Automated DataConfig Creation

Manually calculating all of the above attributes can be a complex and time-consuming process. While there may be situations where manual configuration is unavoidable, GenAIRR offers a convenient solution to automate most of this work: the CustomDataConfigGenerator class. This specialized class calculates all required attributes for a DataConfig instance based on provided reference FASTA files and a dataset.

Example Usage

To create a custom DataConfig instance, follow this example:

from GenAIRR.generateDataConfig import CustomDataConfigGenerator

# Initialize the DataConfig generator
dcg = CustomDataConfigGenerator(convert_to_asc=False)

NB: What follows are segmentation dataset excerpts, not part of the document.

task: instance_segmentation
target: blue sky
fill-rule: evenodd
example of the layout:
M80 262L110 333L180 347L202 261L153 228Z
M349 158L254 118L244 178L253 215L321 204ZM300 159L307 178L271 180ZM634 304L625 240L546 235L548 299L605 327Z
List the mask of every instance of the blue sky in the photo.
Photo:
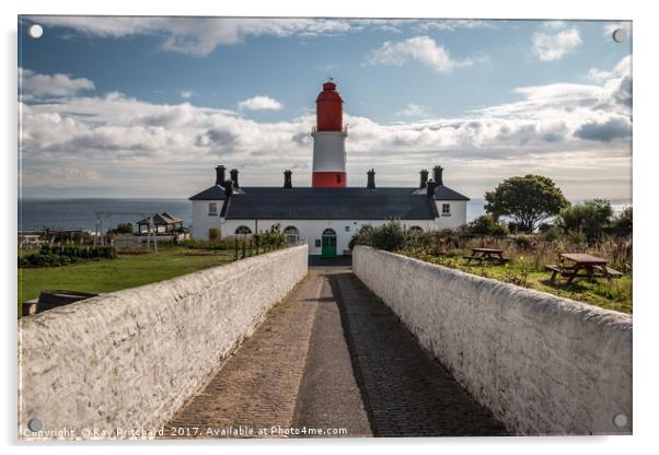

# Generate the DataConfig instance using reference files and a custom data CSV
custom_dataconfig = dcg.make_dataconfig_from_existing_reference_files(
    v_reference_path='./IGHV.fasta',
    d_reference_path='./IGHD.fasta',
    j_reference_path='./IGHJ.fasta',
    c_reference_path='./IGHC.fasta',
    custom_data='./inference_sample.csv'
)

This will automatically derive all necessary attributes for a DataConfig instance. Note that the custom_data CSV file should contain the following columns:

['sequence', 'v_sequence_start', 'v_sequence_end', 'd_sequence_start',
 'd_sequence_end', 'j_sequence_start', 'j_sequence_end', 'v_call',
 'd_call', 'j_call', 'mutation_rate', 'v_trim_5', 'v_trim_3', 'd_trim_5',
 'd_trim_3', 'j_trim_5', 'j_trim_3', 'corruption_event',
 'corruption_add_amount', 'corruption_remove_amount']

Ensure that the v_call, d_call, and j_call entries use names that match those in the provided V, D, and J reference FASTA files.

Saving and Reusing Your DataConfig

Once the DataConfig instance is created (with detailed logs provided during the process), you can save it as a pickle file for future use. This allows you to easily reload the DataConfig without having to generate it again.

Saving the generated DataConfig: 

import pickle
with open('your/save/path/my_DataConfig.pkl', 'wb') as file:
    pickle.dump(custom_dataconfig, file)

Loading a pre-calculated DataConfig: 

import pickle
with open('your/save/path/my_DataConfig.pkl', 'rb') as file:
    custom_dataconfig = pickle.load(file)

By using the automated CustomDataConfigGenerator, you can save significant time and ensure that your custom DataConfig instance is consistent and accurate, making it easy to integrate with GenAIRR’s full range of functionalities.